Batters in 2023 and beyond could do what Bryce Harper did in the 2022 NLCS, when (with no pitch clock motivation, just an appreciation for the moment) he took what’s probably the slowest trot of his life, 31 seconds.
He took his time to get going, acknowledged the crowd as he reached the middle of the field, then slowed even further for the final 90 feet, letting a crowd that couldn’t have been louder cheer him home.
That’s more or less what Adolis García did, too, in his ALCS home run against Justin Verlander this year.
His circuit took about 30 seconds, as he waited ~10 seconds to begin trotting and then even held back his last step onto home plate, like a singer holding a final note. (The split-second he touches home, the clock comes alive, and 24 seconds later Justin Verlander pitched.) A ballplayer with some imagination and some nerves could conceivably extend that trot to 35 seconds—heck, maybe longer—before the 30-second pitch clock starts ticking. That gets us close to something that will satisfy my mental clock.

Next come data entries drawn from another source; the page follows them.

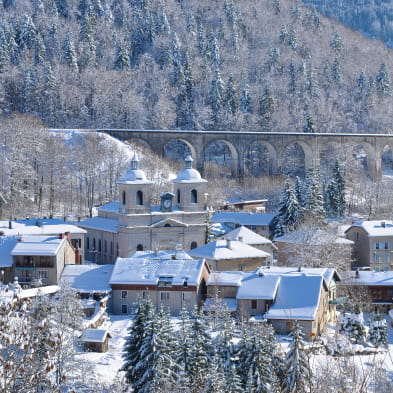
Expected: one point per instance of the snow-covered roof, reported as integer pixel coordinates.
(38, 245)
(210, 304)
(371, 278)
(228, 278)
(243, 218)
(220, 249)
(95, 335)
(166, 254)
(376, 228)
(246, 236)
(100, 223)
(255, 286)
(145, 271)
(312, 236)
(89, 278)
(297, 297)
(111, 207)
(188, 174)
(38, 227)
(7, 243)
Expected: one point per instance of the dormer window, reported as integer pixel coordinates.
(194, 196)
(165, 281)
(139, 198)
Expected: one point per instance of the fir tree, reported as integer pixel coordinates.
(382, 82)
(297, 374)
(266, 108)
(377, 333)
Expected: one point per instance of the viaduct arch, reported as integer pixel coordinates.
(239, 143)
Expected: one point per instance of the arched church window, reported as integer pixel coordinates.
(194, 196)
(139, 198)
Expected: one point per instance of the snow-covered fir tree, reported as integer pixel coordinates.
(297, 373)
(377, 333)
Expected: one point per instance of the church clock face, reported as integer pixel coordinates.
(167, 203)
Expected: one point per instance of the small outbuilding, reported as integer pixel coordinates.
(96, 340)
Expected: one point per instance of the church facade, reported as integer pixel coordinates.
(133, 224)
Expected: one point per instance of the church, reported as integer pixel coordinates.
(133, 224)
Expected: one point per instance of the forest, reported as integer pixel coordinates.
(256, 65)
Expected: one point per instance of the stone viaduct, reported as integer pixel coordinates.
(239, 142)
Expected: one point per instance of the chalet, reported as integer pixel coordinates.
(257, 222)
(378, 286)
(280, 295)
(39, 260)
(229, 254)
(373, 244)
(170, 278)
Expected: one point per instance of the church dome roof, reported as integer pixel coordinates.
(189, 174)
(134, 175)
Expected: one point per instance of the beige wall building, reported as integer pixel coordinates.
(169, 278)
(133, 224)
(373, 244)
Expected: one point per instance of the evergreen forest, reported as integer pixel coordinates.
(271, 65)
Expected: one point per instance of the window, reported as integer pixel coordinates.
(164, 296)
(194, 196)
(43, 274)
(186, 296)
(139, 198)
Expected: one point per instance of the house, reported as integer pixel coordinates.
(39, 260)
(229, 254)
(377, 286)
(134, 224)
(96, 340)
(245, 235)
(257, 222)
(312, 246)
(170, 278)
(373, 244)
(46, 227)
(280, 295)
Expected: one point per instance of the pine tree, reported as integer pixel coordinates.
(266, 108)
(382, 82)
(314, 206)
(297, 374)
(142, 318)
(245, 99)
(377, 333)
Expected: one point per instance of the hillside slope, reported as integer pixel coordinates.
(254, 65)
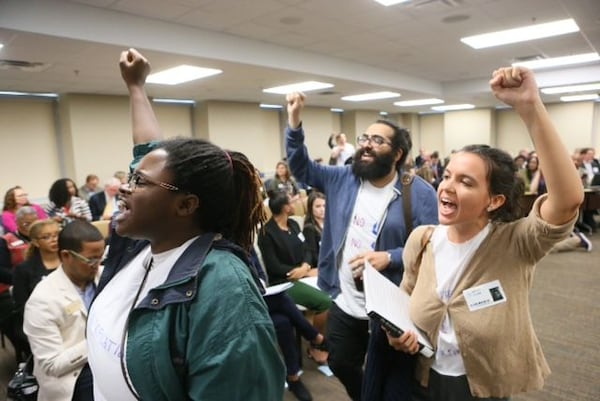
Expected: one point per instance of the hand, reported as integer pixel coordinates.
(134, 67)
(407, 342)
(295, 104)
(298, 272)
(515, 86)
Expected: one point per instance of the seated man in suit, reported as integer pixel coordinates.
(104, 204)
(56, 312)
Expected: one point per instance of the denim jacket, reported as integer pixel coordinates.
(341, 187)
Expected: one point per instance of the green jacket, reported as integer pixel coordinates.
(204, 334)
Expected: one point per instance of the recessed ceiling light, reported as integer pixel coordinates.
(570, 88)
(559, 61)
(298, 87)
(388, 3)
(371, 96)
(32, 94)
(418, 102)
(270, 106)
(452, 107)
(175, 101)
(577, 98)
(180, 74)
(521, 34)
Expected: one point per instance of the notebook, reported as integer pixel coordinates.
(389, 304)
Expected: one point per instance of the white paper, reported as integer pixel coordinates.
(276, 289)
(391, 303)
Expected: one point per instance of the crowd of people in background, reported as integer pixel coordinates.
(170, 235)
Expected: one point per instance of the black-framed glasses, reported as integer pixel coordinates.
(87, 261)
(375, 140)
(137, 179)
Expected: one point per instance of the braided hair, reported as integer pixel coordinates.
(226, 183)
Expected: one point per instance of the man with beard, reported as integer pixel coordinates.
(364, 221)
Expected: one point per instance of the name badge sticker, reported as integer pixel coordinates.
(484, 295)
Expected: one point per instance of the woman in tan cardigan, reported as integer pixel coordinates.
(470, 290)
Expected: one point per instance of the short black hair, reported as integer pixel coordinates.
(278, 201)
(400, 141)
(75, 233)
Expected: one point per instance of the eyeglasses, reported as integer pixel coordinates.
(87, 261)
(375, 140)
(136, 179)
(46, 237)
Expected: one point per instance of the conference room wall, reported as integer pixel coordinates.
(29, 146)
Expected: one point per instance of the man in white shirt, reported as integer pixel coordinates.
(56, 312)
(342, 151)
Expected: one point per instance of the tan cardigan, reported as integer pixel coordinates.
(501, 352)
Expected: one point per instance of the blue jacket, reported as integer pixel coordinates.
(341, 187)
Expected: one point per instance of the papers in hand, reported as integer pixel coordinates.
(276, 289)
(390, 305)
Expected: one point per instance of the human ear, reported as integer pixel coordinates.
(496, 202)
(187, 205)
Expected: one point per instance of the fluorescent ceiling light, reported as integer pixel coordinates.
(180, 74)
(577, 98)
(452, 107)
(371, 96)
(388, 3)
(571, 88)
(9, 93)
(559, 61)
(298, 87)
(176, 101)
(270, 106)
(418, 102)
(522, 34)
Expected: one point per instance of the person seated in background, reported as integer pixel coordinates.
(56, 312)
(283, 181)
(281, 243)
(313, 227)
(342, 152)
(12, 252)
(104, 204)
(41, 259)
(287, 319)
(121, 176)
(89, 188)
(529, 172)
(14, 199)
(64, 205)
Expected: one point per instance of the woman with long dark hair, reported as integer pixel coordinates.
(178, 314)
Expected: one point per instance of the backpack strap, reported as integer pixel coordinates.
(407, 180)
(424, 241)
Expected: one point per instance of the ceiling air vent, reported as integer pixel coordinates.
(23, 65)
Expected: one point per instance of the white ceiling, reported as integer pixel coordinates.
(358, 45)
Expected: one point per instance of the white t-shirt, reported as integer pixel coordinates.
(450, 262)
(108, 315)
(367, 218)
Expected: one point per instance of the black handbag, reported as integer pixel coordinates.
(23, 386)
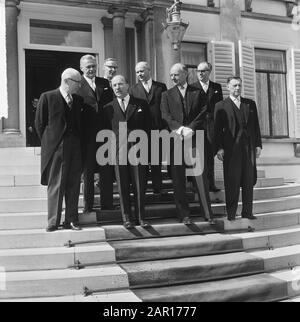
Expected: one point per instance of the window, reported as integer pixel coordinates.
(271, 92)
(59, 33)
(192, 55)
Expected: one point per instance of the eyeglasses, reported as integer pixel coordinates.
(74, 80)
(202, 71)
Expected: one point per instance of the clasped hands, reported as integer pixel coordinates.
(185, 132)
(220, 153)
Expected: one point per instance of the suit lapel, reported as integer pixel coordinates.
(246, 109)
(130, 109)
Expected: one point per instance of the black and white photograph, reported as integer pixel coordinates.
(149, 154)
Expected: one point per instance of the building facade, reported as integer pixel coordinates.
(256, 39)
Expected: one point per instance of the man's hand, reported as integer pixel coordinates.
(187, 132)
(220, 155)
(258, 151)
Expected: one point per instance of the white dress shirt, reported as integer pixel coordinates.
(236, 101)
(205, 86)
(91, 82)
(124, 101)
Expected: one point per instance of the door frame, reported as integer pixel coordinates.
(61, 13)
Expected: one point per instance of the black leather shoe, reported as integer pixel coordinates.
(231, 218)
(49, 229)
(71, 226)
(187, 221)
(128, 225)
(250, 217)
(144, 224)
(214, 189)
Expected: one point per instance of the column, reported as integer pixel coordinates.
(119, 37)
(139, 28)
(165, 55)
(231, 25)
(11, 124)
(149, 37)
(108, 36)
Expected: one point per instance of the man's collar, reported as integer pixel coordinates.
(63, 92)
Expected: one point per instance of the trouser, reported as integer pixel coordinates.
(106, 180)
(239, 169)
(210, 161)
(64, 181)
(179, 184)
(137, 175)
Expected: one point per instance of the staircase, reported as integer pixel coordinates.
(229, 261)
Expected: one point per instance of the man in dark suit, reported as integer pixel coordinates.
(150, 91)
(238, 144)
(211, 93)
(58, 124)
(180, 109)
(134, 113)
(96, 92)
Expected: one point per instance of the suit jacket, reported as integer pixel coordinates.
(92, 118)
(173, 111)
(50, 123)
(153, 99)
(227, 126)
(210, 99)
(137, 117)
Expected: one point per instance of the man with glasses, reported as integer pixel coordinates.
(96, 92)
(150, 91)
(210, 94)
(58, 125)
(110, 68)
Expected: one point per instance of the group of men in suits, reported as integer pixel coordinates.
(69, 118)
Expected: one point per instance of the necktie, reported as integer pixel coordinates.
(69, 100)
(146, 85)
(123, 105)
(237, 102)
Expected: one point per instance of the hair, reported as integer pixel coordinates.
(70, 73)
(230, 78)
(144, 63)
(86, 57)
(125, 79)
(209, 65)
(110, 60)
(181, 67)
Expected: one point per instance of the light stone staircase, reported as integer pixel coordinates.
(229, 261)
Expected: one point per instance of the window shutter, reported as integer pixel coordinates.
(223, 61)
(247, 70)
(296, 58)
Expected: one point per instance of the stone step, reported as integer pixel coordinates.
(63, 282)
(20, 180)
(197, 245)
(208, 268)
(39, 238)
(20, 170)
(169, 210)
(26, 160)
(258, 288)
(51, 258)
(19, 152)
(100, 297)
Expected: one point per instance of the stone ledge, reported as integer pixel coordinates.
(266, 17)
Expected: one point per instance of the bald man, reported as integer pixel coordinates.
(149, 90)
(181, 111)
(58, 125)
(95, 92)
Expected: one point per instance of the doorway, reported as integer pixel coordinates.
(43, 71)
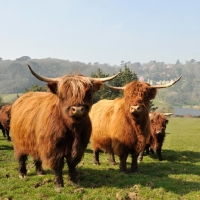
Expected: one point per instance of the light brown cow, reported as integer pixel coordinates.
(121, 126)
(5, 121)
(158, 123)
(53, 126)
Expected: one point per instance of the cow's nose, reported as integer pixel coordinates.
(77, 110)
(134, 109)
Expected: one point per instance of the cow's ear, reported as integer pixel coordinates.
(53, 87)
(153, 92)
(96, 85)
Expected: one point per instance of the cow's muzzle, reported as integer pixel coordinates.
(136, 109)
(78, 111)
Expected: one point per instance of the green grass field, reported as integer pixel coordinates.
(176, 177)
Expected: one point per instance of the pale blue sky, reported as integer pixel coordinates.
(105, 31)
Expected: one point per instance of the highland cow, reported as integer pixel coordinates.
(54, 126)
(122, 126)
(158, 123)
(5, 121)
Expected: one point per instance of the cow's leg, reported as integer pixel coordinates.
(122, 165)
(58, 180)
(134, 164)
(7, 135)
(158, 151)
(140, 156)
(147, 147)
(96, 157)
(152, 151)
(72, 172)
(3, 131)
(22, 165)
(112, 159)
(38, 167)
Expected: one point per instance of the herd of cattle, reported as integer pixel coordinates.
(57, 125)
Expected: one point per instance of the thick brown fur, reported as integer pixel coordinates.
(158, 123)
(44, 126)
(5, 114)
(118, 131)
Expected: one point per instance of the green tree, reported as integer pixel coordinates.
(125, 77)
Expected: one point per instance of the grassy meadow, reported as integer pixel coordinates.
(176, 177)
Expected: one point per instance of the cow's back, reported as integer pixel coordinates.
(101, 115)
(30, 122)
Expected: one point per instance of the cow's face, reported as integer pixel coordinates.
(137, 98)
(158, 124)
(75, 95)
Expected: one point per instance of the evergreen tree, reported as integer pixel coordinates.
(125, 77)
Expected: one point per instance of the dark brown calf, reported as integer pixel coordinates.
(122, 126)
(158, 123)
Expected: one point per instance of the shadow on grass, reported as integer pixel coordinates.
(173, 176)
(178, 173)
(176, 156)
(6, 147)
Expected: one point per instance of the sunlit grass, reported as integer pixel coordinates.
(176, 177)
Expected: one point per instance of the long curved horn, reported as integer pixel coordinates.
(168, 114)
(42, 78)
(46, 79)
(166, 85)
(106, 78)
(113, 87)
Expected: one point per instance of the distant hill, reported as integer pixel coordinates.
(15, 77)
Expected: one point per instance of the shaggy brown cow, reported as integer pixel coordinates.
(5, 121)
(121, 126)
(53, 126)
(158, 123)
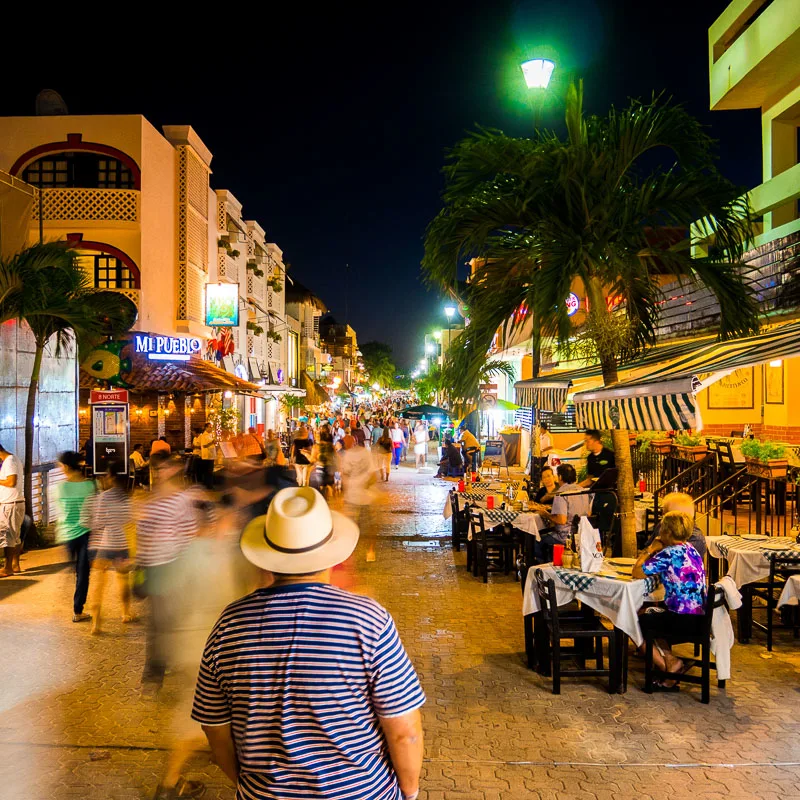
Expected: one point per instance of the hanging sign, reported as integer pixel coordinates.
(573, 303)
(166, 348)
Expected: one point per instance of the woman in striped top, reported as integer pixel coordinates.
(111, 519)
(71, 495)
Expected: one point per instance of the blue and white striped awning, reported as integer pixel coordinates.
(670, 406)
(665, 399)
(542, 394)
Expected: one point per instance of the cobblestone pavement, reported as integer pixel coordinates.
(74, 724)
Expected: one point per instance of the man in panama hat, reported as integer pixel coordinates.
(305, 690)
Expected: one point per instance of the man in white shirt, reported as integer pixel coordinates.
(208, 455)
(12, 511)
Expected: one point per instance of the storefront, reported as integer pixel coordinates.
(171, 390)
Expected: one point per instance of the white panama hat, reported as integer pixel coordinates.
(299, 534)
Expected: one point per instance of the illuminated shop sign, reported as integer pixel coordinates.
(166, 348)
(573, 303)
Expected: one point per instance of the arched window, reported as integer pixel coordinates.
(78, 170)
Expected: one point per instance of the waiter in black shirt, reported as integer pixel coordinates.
(599, 459)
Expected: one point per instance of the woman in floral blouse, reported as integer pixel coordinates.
(680, 569)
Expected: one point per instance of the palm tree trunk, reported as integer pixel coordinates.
(622, 455)
(30, 413)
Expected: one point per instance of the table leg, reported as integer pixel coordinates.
(619, 680)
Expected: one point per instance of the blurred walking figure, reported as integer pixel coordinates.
(12, 511)
(421, 444)
(305, 691)
(110, 518)
(358, 478)
(166, 526)
(210, 574)
(71, 495)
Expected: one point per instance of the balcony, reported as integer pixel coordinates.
(227, 267)
(257, 289)
(753, 50)
(82, 205)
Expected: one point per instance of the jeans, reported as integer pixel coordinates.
(79, 553)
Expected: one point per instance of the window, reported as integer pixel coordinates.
(78, 170)
(111, 273)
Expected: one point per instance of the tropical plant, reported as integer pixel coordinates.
(45, 288)
(645, 438)
(605, 210)
(689, 440)
(762, 451)
(378, 362)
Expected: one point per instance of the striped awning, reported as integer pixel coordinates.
(546, 395)
(665, 399)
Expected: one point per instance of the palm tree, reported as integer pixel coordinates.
(607, 208)
(44, 287)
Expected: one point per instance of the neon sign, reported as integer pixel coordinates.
(573, 303)
(166, 348)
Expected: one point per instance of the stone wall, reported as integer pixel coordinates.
(55, 428)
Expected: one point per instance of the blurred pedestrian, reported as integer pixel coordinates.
(12, 511)
(305, 690)
(166, 525)
(111, 522)
(71, 495)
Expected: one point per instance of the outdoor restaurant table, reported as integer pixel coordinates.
(619, 599)
(790, 596)
(748, 562)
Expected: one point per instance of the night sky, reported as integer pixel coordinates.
(331, 129)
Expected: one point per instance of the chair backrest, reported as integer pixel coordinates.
(546, 589)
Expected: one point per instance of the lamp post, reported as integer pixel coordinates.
(537, 73)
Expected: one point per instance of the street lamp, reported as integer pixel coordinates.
(537, 72)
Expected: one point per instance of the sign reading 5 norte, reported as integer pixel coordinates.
(166, 348)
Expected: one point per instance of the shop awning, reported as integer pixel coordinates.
(665, 399)
(549, 392)
(315, 394)
(194, 375)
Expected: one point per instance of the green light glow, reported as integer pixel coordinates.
(537, 72)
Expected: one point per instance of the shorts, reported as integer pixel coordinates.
(11, 517)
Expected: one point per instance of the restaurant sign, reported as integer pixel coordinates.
(166, 348)
(108, 396)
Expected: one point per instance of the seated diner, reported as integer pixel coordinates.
(680, 569)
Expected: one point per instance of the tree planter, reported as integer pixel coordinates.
(691, 453)
(774, 468)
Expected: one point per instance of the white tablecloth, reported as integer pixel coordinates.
(619, 600)
(790, 596)
(748, 559)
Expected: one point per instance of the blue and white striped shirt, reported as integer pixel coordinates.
(303, 672)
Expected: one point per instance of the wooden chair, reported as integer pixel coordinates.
(715, 599)
(780, 568)
(491, 551)
(579, 629)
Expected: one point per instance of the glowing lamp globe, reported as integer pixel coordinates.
(537, 72)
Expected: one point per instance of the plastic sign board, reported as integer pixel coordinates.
(166, 348)
(573, 303)
(109, 435)
(108, 396)
(222, 305)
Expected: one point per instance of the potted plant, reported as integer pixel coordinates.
(764, 459)
(657, 441)
(691, 447)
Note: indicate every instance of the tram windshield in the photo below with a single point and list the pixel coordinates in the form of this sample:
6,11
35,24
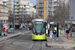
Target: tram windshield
38,27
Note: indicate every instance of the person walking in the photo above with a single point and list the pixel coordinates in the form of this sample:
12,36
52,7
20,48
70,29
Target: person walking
46,31
54,34
4,30
51,33
67,33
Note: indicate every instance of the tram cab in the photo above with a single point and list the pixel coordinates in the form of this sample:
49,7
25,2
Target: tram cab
39,29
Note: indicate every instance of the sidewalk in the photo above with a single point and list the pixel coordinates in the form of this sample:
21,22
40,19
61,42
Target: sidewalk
62,42
12,35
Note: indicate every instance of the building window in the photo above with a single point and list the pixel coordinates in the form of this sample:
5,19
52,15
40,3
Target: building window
55,4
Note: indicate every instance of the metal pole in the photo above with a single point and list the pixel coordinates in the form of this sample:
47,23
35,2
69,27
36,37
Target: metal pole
44,8
64,15
14,17
26,21
22,18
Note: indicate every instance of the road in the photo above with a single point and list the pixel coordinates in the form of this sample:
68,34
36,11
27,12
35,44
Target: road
24,42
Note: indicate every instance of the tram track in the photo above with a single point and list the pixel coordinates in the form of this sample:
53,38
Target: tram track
37,44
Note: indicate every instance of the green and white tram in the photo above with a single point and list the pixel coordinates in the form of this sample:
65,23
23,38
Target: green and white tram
39,29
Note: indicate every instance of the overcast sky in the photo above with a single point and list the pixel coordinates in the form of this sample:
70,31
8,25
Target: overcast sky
32,1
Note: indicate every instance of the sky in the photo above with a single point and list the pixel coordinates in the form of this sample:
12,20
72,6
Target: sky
32,1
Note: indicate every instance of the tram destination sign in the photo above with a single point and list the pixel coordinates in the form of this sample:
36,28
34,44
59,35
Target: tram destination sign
72,10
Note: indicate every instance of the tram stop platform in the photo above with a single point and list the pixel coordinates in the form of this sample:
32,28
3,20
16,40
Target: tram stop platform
2,38
62,42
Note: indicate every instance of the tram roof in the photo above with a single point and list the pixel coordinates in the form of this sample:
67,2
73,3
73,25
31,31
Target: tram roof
39,20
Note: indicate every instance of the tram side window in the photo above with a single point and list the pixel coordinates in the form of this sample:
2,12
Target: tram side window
44,26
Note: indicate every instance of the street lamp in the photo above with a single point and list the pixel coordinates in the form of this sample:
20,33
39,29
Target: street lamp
14,17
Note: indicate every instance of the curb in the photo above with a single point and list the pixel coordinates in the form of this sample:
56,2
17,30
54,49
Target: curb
5,38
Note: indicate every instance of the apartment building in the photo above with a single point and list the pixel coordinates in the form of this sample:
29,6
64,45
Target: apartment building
18,12
51,6
4,14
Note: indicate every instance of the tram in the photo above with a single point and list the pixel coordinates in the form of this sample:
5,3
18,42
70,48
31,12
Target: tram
39,29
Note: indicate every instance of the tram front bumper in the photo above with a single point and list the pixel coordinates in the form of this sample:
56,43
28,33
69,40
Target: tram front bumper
39,37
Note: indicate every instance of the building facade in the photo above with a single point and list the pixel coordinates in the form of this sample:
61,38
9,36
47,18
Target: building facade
18,12
4,14
51,6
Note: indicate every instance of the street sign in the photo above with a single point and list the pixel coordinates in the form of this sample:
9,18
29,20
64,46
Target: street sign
72,9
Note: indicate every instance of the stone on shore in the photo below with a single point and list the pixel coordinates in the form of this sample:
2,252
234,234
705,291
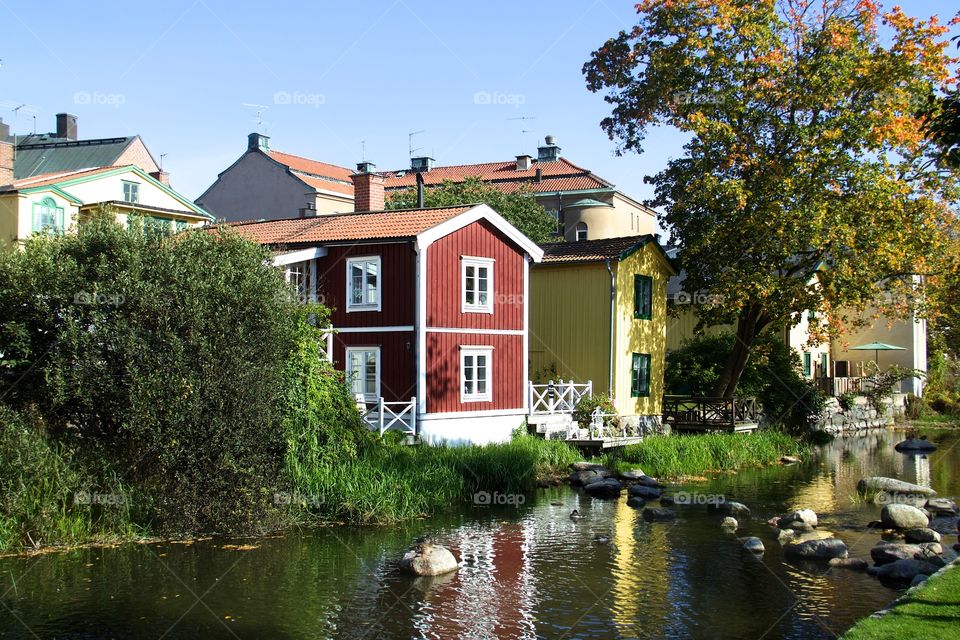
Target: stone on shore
823,549
428,559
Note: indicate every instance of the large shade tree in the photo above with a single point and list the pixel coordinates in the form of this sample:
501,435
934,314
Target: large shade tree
806,152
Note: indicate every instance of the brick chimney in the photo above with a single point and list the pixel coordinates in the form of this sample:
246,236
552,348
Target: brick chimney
67,126
163,177
367,188
6,163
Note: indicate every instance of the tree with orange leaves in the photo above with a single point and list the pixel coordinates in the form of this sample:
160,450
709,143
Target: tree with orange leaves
807,182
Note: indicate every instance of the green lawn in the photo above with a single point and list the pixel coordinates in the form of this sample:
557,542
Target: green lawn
931,611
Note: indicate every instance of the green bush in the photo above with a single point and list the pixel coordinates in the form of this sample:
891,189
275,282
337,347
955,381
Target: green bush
163,357
772,375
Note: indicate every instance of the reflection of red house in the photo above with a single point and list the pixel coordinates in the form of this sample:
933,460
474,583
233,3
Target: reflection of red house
427,303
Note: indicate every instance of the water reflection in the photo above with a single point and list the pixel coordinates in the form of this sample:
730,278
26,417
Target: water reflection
526,573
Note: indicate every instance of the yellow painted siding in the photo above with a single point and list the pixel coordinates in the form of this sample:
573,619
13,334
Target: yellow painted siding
570,323
640,336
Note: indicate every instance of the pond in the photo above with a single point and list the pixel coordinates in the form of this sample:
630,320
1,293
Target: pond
528,570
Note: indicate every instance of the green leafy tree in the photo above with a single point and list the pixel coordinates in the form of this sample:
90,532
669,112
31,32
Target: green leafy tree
519,207
806,152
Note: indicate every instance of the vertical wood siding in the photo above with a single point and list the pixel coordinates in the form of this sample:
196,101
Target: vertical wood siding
479,239
443,371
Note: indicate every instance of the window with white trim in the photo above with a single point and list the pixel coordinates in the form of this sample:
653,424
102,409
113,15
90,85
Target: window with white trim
476,374
476,282
363,372
363,284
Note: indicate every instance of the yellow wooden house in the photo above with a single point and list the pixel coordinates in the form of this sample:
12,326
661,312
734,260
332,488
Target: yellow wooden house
598,312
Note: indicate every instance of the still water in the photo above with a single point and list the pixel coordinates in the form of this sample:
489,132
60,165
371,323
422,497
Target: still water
527,571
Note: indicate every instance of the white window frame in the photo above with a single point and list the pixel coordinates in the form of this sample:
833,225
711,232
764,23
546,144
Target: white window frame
366,306
347,369
476,263
475,351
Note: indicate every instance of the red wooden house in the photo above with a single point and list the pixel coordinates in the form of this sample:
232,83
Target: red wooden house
428,304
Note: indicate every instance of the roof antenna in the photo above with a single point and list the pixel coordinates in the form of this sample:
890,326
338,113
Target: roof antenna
410,135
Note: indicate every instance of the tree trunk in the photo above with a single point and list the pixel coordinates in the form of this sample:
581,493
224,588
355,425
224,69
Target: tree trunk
749,323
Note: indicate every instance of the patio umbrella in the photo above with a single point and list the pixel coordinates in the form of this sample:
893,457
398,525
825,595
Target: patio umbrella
877,347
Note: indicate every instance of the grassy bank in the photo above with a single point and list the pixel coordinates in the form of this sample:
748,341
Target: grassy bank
698,454
392,482
929,611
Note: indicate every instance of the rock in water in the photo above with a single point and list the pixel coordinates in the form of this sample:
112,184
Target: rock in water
824,549
916,536
605,488
892,485
656,514
428,559
753,544
856,564
903,516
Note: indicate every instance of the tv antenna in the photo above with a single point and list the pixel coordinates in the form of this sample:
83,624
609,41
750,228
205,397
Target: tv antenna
410,135
258,118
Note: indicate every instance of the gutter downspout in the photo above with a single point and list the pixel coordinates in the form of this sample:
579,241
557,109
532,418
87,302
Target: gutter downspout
613,298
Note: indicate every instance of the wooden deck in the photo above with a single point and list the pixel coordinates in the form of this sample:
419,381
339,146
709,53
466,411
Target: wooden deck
691,413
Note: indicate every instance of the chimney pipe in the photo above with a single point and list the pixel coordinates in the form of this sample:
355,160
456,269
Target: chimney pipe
67,126
420,194
367,189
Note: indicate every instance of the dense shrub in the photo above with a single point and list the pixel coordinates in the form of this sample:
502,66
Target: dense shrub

But the best solution here is for the people who run things to just not start the clock during the, oh, 20 situations a year when such crowd noise exists. The Field Timing Coordinator should just forget to push the button when the moment is that large. Or the umpire should send a signal to the FTC to start it all over when something special is happening. Or the league should send out a memo that states it’s okay, every once in a while, to just let the atmosphere decide, this being an entertainment event and these few seconds being literally the greatest few seconds of several thousands of people’s lives. The memo can appear under the title If This Stadium’s A-Rockin’, Don’t Come A-Clockin’. I give them that memo title, free of charge. Just let the fans cheer, let a home venue assert itself, and let a moment be.
Torey Lovullo, incidentally, was at this one.
I certainly feel the same rule should apply milestone round number achievements for example, if kershaw stays on and gets his 3000th k.
I love the Paulo Orlando reference — one of the 5 Brazilian major leaguers in history and one of the 2 Brazilian World Series champions in history.